Monday, November 04, 2013

Washington Post article on Nadia Bolz-Weber

photo credit
It has a great slideshow (here),
but it's not a fantastic article:Bolz-Weber’s liberal, foulmouthed articulation of Christianity speaks to fed-up believers
..and (inevitably) as Happy has noted, 
                                                                                   bad comments.

Amazingly, it never directly mentions that Nadia Bolz-Weber (the Sarcastic Luthersn) was a stand-up comic; that would help to know when interpreting comments like these without video/context:

I never experience God in camping or trees or nature. I hate nature,” she told the Austin crowd as she paced the stage. “God invented takeout and duvets for a reason.

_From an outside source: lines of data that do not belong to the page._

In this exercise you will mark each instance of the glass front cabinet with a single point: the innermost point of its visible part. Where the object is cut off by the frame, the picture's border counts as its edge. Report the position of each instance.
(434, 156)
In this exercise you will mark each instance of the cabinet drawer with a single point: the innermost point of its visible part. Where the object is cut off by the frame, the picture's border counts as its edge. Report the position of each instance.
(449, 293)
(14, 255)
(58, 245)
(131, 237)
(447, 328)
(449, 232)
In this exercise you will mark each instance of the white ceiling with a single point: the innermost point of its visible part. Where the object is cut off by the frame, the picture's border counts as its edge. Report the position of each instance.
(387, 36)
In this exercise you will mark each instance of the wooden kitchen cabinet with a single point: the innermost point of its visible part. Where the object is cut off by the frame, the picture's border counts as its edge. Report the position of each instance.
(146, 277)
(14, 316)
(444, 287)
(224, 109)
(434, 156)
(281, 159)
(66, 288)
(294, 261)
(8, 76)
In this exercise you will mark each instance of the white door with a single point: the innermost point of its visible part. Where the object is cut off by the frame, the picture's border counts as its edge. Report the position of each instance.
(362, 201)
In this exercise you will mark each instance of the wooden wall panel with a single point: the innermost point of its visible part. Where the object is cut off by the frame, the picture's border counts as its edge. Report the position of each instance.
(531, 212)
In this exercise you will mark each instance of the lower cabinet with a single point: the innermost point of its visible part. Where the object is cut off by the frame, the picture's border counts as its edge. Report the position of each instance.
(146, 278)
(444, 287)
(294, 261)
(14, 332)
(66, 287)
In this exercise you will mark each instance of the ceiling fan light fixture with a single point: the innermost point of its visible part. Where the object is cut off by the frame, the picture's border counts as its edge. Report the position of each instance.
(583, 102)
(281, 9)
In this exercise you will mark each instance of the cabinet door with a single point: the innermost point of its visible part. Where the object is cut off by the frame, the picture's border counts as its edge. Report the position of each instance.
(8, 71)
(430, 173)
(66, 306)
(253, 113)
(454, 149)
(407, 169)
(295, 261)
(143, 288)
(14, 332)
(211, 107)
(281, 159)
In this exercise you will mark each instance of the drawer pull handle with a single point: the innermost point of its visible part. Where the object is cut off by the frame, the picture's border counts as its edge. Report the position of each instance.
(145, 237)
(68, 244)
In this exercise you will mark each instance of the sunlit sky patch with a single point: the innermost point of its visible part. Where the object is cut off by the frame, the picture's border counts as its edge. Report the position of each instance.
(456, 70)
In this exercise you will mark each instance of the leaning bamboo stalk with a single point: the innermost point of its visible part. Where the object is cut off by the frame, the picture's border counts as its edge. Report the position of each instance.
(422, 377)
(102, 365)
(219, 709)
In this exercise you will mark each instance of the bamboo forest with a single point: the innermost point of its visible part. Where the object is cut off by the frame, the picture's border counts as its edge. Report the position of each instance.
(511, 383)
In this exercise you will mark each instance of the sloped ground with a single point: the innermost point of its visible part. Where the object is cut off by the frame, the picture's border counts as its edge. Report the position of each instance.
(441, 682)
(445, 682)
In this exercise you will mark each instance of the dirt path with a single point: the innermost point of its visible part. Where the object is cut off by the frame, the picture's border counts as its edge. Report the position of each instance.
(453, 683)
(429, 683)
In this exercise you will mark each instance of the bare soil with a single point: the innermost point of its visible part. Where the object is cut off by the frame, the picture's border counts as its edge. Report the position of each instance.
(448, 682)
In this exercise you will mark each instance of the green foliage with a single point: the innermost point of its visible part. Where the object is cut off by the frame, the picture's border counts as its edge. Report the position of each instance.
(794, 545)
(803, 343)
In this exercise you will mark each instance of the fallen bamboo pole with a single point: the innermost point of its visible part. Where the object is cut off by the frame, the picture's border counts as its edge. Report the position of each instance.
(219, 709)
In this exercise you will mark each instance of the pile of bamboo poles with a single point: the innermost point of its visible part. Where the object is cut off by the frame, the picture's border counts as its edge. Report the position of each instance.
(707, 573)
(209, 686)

But here are two excerpts I'll note..

1)I love the description of the flow of the gatherings at her church:

Seating is arranged around an unelevated circle, lay people can pick up a card and help run the service, and sermons by Bolz-Weber are usually 12 minutes tops. Singing is all a capella and every service has a creative, congregant-run, interactive program.

Isn't every church like that?(:

2)Helpful to join the struggle as she becomes a celebrity:

“It was awful,” Bolz-Weber writes. It seemed as if her “precious little indie boutique of a church” might be overrun by bankers and doctors. She called her pastor friends to ask, “Have you ever had normal people take over your church?”
These days, about 180 people show up each Sunday, an eclectic mix of homeless and corporate types, punk teens and suburban baby boomers sitting on stacking chairs in the rented hall. Bolz-Weber’s growing popularity has forced the questions: How deeply into convention can she stand going? Can she stomach the idea of hiring staff? Of being mega?
The congregation is “becoming big and it’s freaking her out, because that’s not her gift,” said Harotunian. “It gets to her identity — what kind of pastor does she want to be? A lot of people think she’s going to climb the ladder. but I don’t think she can do that. It’s very precarious.